I fear that technology makes “robots” (a favorite insult of the survival writer Tom Brown, and also one of his readers, my character Audra in my novel Klickitat), so when I sat down to write about two sisters in contemporary Portland, Oregon, I wanted them to try to move back to this earlier affinity with nature, to turn away from the domesticating technologies and back to the wild.
My daughter Ida started wilderness survival classes in kindergarten. Now she goes out covered in camouflage and comes home much later with charcoal smeared all over her face. She’s taught by men wearing Utili-kilts who use names like “Worm” and have their cheeks pierced. When we go hiking, she points out all the edible plants, then eats them.
Back when she was still five years old, after her first day, Ida came in and proudly said, “Dad, you don’t have to hide the matches from me anymore; I can make fire without matches, now. Also, do you know how many cool things there are in cemeteries?”
We get so caught up in routines, and they limit what we see. Tom Brown believes that if we become aware of others’ routines, we can become invisible to these people, existing only in places where they never look. This is an idea that fascinates me, and the notion that others may live among us without anyone knowing is one that animates my novel. To gain the ability to become invisible is all about returning to an earlier stage, a different relationship to the earth.
When I wrote my novel Klickitat, I wanted to write a book for my daughters; perhaps I did, but certainly right now it’s too scary for them, and might give them ideas I wouldn’t like. But the sisters in my book, Vivian and Audra, are a little older, and they’re set on casting off the parts of their lives that confuse them. Again, from Tom Brown:
“Most children lose their identities through the school years and become, over time, enslaved to outside “shoulds” and social goals. They lose the yearnings of their hearts and are stripped of true awareness, adventure, excitement, and the rapture of living fully.
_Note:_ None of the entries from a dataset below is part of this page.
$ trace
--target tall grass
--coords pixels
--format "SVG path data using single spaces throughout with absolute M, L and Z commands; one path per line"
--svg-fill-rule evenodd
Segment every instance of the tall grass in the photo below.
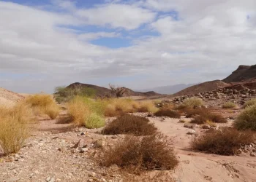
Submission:
M 77 97 L 67 104 L 68 116 L 78 126 L 98 128 L 105 126 L 103 106 L 99 102 Z
M 26 98 L 23 103 L 31 107 L 34 114 L 47 114 L 52 119 L 56 119 L 60 112 L 59 107 L 50 95 L 31 95 Z
M 6 155 L 17 153 L 30 135 L 29 124 L 34 121 L 32 111 L 21 104 L 1 107 L 0 118 L 0 146 Z

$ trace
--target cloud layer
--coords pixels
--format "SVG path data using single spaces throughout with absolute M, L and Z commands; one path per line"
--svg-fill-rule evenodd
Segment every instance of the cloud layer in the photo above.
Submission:
M 73 82 L 143 89 L 222 79 L 239 64 L 255 64 L 255 7 L 254 0 L 0 1 L 0 87 L 51 92 Z M 130 46 L 110 48 L 117 39 Z

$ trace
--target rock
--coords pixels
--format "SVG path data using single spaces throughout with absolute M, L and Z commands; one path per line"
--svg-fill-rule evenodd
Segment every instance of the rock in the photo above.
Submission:
M 80 149 L 79 151 L 80 151 L 80 153 L 85 153 L 85 152 L 86 152 L 88 151 L 89 151 L 89 149 L 87 148 L 82 148 L 82 149 Z
M 189 131 L 188 131 L 188 132 L 187 132 L 187 135 L 195 135 L 195 134 L 196 134 L 196 133 L 197 133 L 197 132 L 195 131 L 194 130 L 189 130 Z
M 211 126 L 209 124 L 204 124 L 202 126 L 203 129 L 210 129 Z
M 251 152 L 251 153 L 249 154 L 249 155 L 250 155 L 251 157 L 256 157 L 256 154 L 255 154 L 255 153 L 252 153 L 252 152 Z
M 53 177 L 48 177 L 46 178 L 47 182 L 55 182 L 55 178 Z
M 191 128 L 191 129 L 195 127 L 195 126 L 193 124 L 188 124 L 188 123 L 185 123 L 184 127 L 187 127 L 187 128 Z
Children also lose their connection to the earth and creation as their feet are removed from the soil and transplanted into a world of electronics, concrete and plastic….TV has replaced true experience to such an extent that children sometimes don’t know if they really lived an event, or saw it on TV.”
In giving up cell phones, computers and television, and working on survival skills, these girls try to find a way to live that makes sense to them, that makes them feel like themselves.
In this confounding world, what’s more important than that?